The following libraries are used in this project:

- **[tensorflow](https://www.tensorflow.org/)**: TensorFlow is used for building and training the speech recognition model.
- **[numpy](https://numpy.org/)**: NumPy is used for numerical operations and handling arrays.
- **[pygame](https://www.pygame.org/docs/)**: Pygame is used to create the Snake game and handle graphics and user input.
- **[sounddevice](https://python-sounddevice.readthedocs.io/en/0.4.7/)**: Sounddevice is used to capture audio from the microphone in real-time.
- **[queue](https://docs.python.org/3/library/queue.html)**: The Queue module is used for handling audio data in a thread-safe manner.
- **[random](https://docs.python.org/3/library/random.html)**: The Random module is used to generate random positions for the Snake game food.
- **[threading](https://docs.python.org/3/library/threading.html)**: Threading is used to process audio data in parallel with the game loop.

## Detailed Explanation

### `speech_recognition_model_trainer.py`

This script is the core of the project, responsible for training the speech recognition model. The key components of the script are:

- **TrainModel Class**: This class handles the training process for the speech recognition model. It includes methods to load datasets, prepare audio data, build the model, train the model, and evaluate its performance.
- **_load_commands() Method**: Loads command names from the dataset directory.
- **load_datasets() Method**: Loads and splits audio datasets into training, validation, and test sets.
- **_make_spec_ds() Method**: Converts audio data into spectrograms for model input.
- **build_model() Method**: Defines and compiles the CNN model architecture for speech recognition.
- **train_model() Method**: Trains the model on the prepared dataset.
- **evaluate_model() Method**: Evaluates the model's performance on the test set.
- **ExportModel Class**: This class is used to export the trained model for inference. It includes methods to preprocess audio data and make predictions using the trained model.

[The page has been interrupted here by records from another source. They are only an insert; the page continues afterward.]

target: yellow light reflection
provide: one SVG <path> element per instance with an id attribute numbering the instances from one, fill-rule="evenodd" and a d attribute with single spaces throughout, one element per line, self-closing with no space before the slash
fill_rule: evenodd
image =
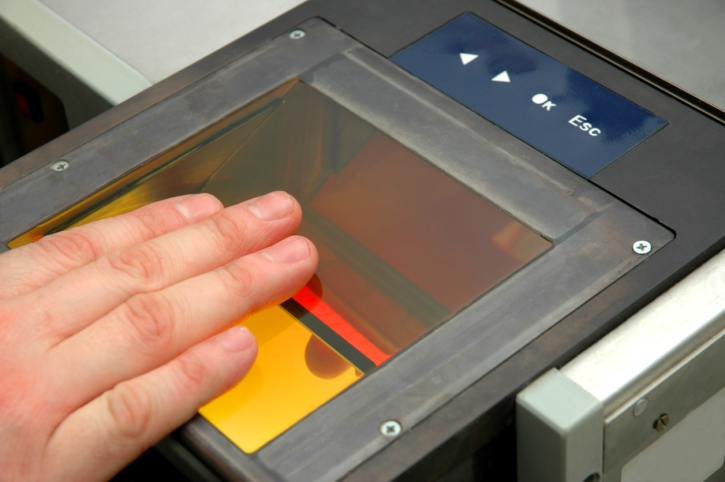
<path id="1" fill-rule="evenodd" d="M 239 448 L 255 452 L 317 407 L 354 383 L 361 374 L 348 368 L 334 378 L 314 375 L 305 361 L 313 336 L 279 306 L 248 318 L 259 355 L 247 376 L 199 413 Z"/>

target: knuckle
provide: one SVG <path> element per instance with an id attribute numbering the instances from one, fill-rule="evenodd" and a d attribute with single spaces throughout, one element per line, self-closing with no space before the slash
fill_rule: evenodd
<path id="1" fill-rule="evenodd" d="M 44 257 L 65 266 L 90 263 L 100 256 L 100 243 L 93 239 L 88 229 L 71 229 L 51 236 L 44 236 L 36 246 Z"/>
<path id="2" fill-rule="evenodd" d="M 183 356 L 176 359 L 178 383 L 186 393 L 197 393 L 214 375 L 199 357 Z"/>
<path id="3" fill-rule="evenodd" d="M 147 391 L 131 383 L 121 383 L 106 392 L 106 403 L 112 433 L 138 441 L 149 432 L 153 404 Z"/>
<path id="4" fill-rule="evenodd" d="M 111 253 L 105 262 L 113 276 L 129 279 L 136 289 L 154 291 L 164 286 L 164 256 L 152 244 L 140 244 Z"/>
<path id="5" fill-rule="evenodd" d="M 173 305 L 158 294 L 139 294 L 126 302 L 125 320 L 142 353 L 154 355 L 172 344 L 176 318 Z"/>
<path id="6" fill-rule="evenodd" d="M 230 263 L 219 271 L 223 286 L 233 297 L 247 297 L 253 294 L 259 281 L 252 272 L 240 263 Z"/>
<path id="7" fill-rule="evenodd" d="M 213 216 L 207 224 L 217 246 L 227 252 L 237 252 L 244 244 L 246 226 L 227 210 Z"/>

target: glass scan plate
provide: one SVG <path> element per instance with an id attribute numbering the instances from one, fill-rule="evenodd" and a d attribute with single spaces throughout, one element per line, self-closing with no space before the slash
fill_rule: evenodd
<path id="1" fill-rule="evenodd" d="M 240 477 L 334 480 L 391 442 L 382 421 L 414 427 L 672 234 L 323 21 L 300 28 L 8 186 L 0 240 L 191 192 L 296 196 L 316 277 L 243 321 L 255 369 L 179 434 Z"/>
<path id="2" fill-rule="evenodd" d="M 469 305 L 551 246 L 424 159 L 292 80 L 9 243 L 182 194 L 302 204 L 315 277 L 243 322 L 259 357 L 201 414 L 245 452 Z"/>

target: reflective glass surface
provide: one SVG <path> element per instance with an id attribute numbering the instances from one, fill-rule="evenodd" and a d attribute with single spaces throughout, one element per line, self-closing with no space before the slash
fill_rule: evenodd
<path id="1" fill-rule="evenodd" d="M 301 203 L 315 277 L 240 322 L 259 358 L 201 414 L 254 452 L 551 243 L 305 83 L 292 80 L 13 241 L 169 196 Z"/>

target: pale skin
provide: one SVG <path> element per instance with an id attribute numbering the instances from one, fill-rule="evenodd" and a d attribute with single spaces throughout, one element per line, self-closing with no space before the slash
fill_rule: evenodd
<path id="1" fill-rule="evenodd" d="M 257 345 L 235 324 L 317 266 L 301 218 L 197 194 L 0 256 L 0 480 L 107 480 L 236 384 Z"/>

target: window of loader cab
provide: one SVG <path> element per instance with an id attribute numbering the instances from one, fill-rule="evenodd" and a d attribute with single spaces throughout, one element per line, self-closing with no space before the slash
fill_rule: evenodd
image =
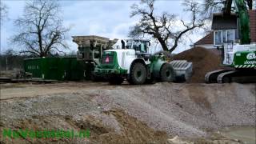
<path id="1" fill-rule="evenodd" d="M 146 45 L 144 43 L 141 43 L 140 47 L 141 47 L 142 53 L 146 53 Z"/>

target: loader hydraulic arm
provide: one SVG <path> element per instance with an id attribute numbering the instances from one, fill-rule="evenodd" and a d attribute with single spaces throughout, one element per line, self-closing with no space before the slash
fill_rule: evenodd
<path id="1" fill-rule="evenodd" d="M 224 14 L 230 14 L 232 1 L 234 2 L 235 10 L 238 15 L 240 44 L 250 44 L 249 15 L 244 0 L 226 0 L 223 10 Z"/>

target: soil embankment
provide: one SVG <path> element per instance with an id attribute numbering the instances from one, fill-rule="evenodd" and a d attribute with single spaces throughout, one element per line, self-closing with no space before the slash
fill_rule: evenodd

### `speech_recognition_game.py`

This script integrates the trained model with a real-time game controlled by voice commands. The key components of the script are:

- **SnakeGame Class**: This class sets up and runs the Snake game using Pygame. It handles game initialization, drawing, scoring, and game logic.
- **VoiceControl Class**: This class handles voice command processing and game control. It includes methods for audio processing, making predictions with the model, and translating predictions into game actions.
- **audio_callback() Method**: Captures audio data from the microphone and adds it to a queue.
- **process_audio() Method**: Processes audio data, makes predictions using the trained model, and updates the game state based on the predicted commands.

### How It Works

1. **Model Training**:
- The `speech_recognition_model_trainer.py` script reads audio data from the specified dataset directory.
- The audio is converted into spectrograms, and the model is trained to classify different voice commands.
- The trained model is saved for later use.

2. **Voice-Controlled Game**:
- The `speech_recognition_game.py` script loads the trained model and starts a microphone stream to capture real-time audio.
- The captured audio is processed and passed through the model to predict voice commands.
- The predicted commands are used to control the Snake game in real-time.

### Dataset

The dataset used for training the model can be accessed via this [Dataset](https://drive.google.com/drive/folders/1aAST8IX1-3Ri1eBdhq-4oyZVY8gjuuub?usp=sharing).

## Installation and Setup

To use this project, follow these steps:

1. Clone the repository:

```bash
git clone https://github.com/amiriiw/speech_recognition
cd speech_recognition
```

2. Install the required libraries:

```bash
pip install tensorflow numpy pygame sounddevice
```

3. Prepare your dataset (an audio dataset with voice commands).

4. Train the model:

```bash
python speech_recognition_model_trainer.py
```

5. Run the voice-controlled game:

```bash
python speech_recognition_game.py
```

## License

This project is licensed under the MIT License. See the [LICENSE](LICENSE) file for details.